The privatization that never was
The idea behind revamping the Nürburgring was to turn it into a publicly-traded company at least partially owned by private investors.
Two businessmen, Kai Richter and Georg Lindner, combined with then-Nürburgring CEO Walter Kafitz to convince the state government that the project was viable. The pair pledged to contribute to Nürburgring GmbH, and said others would flock to the project once the foundations were laid.
No new investors emerged. Midway through the construction process, Richter and Lindner themselves withdrew, saying they were out of money.
Left with a half-built project, Beck's government decided to buy out Richter and Lindner - taking over all the liabilities - and finish the construction themselves.
Once the state built it, though, Beck's government went back to the departed duo and asked them to run the entire complex as leaseholders. Richter and Lindner formed another company called Nürburgring Automotive GmbH (NAG) and took up the job.

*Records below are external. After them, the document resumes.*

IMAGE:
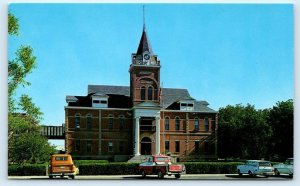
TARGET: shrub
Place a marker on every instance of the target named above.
(87, 162)
(27, 170)
(108, 169)
(211, 167)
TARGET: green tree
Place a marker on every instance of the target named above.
(243, 132)
(25, 143)
(281, 119)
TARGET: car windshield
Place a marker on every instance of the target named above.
(265, 163)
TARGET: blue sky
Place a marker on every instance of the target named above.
(222, 53)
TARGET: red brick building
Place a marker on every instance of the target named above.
(118, 122)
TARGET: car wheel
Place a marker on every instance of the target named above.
(239, 172)
(143, 174)
(251, 174)
(277, 173)
(160, 174)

A few months after the EU's 2011 ruling that Rhineland-Palatinate could no longer support the leaseholders with state funds, NAG stopped paying the rent.
Their contract was formally absolved in February, but the leaseholders still claim they run the circuit.
Richter and Lindner have even issued a statement on the homepage of the circuit they have lost any rights to. They claimed to have a grand plan to save the ring, that they were in contact with Formula One to make racing next year possible, and that employees' futures were secure.
Political price
Germany's biggest motoring federation, the ADAC, could not see matters more differently - just like local journalist Hahne. He has three short-term desires that might save a racetrack he has personally driven on for almost half a century.
"Well, firstly, Richter and Lindner obviously must go!" Hahne said. "Secondly, the racing and 'event' segments of the company must be divided. And thirdly - this is most important - the race tracks must remain in public possession, either at the regional or federal level."
His suggestion, in short, is to do everything possible to turn the clock back on five disastrous years, at a great cost to the state and the German taxpayer.
Considering the way the opposition CDU in Rhineland-Palatinate views the scandal, it's possible that Social Democrat Kurt Beck will pay a high political price as well.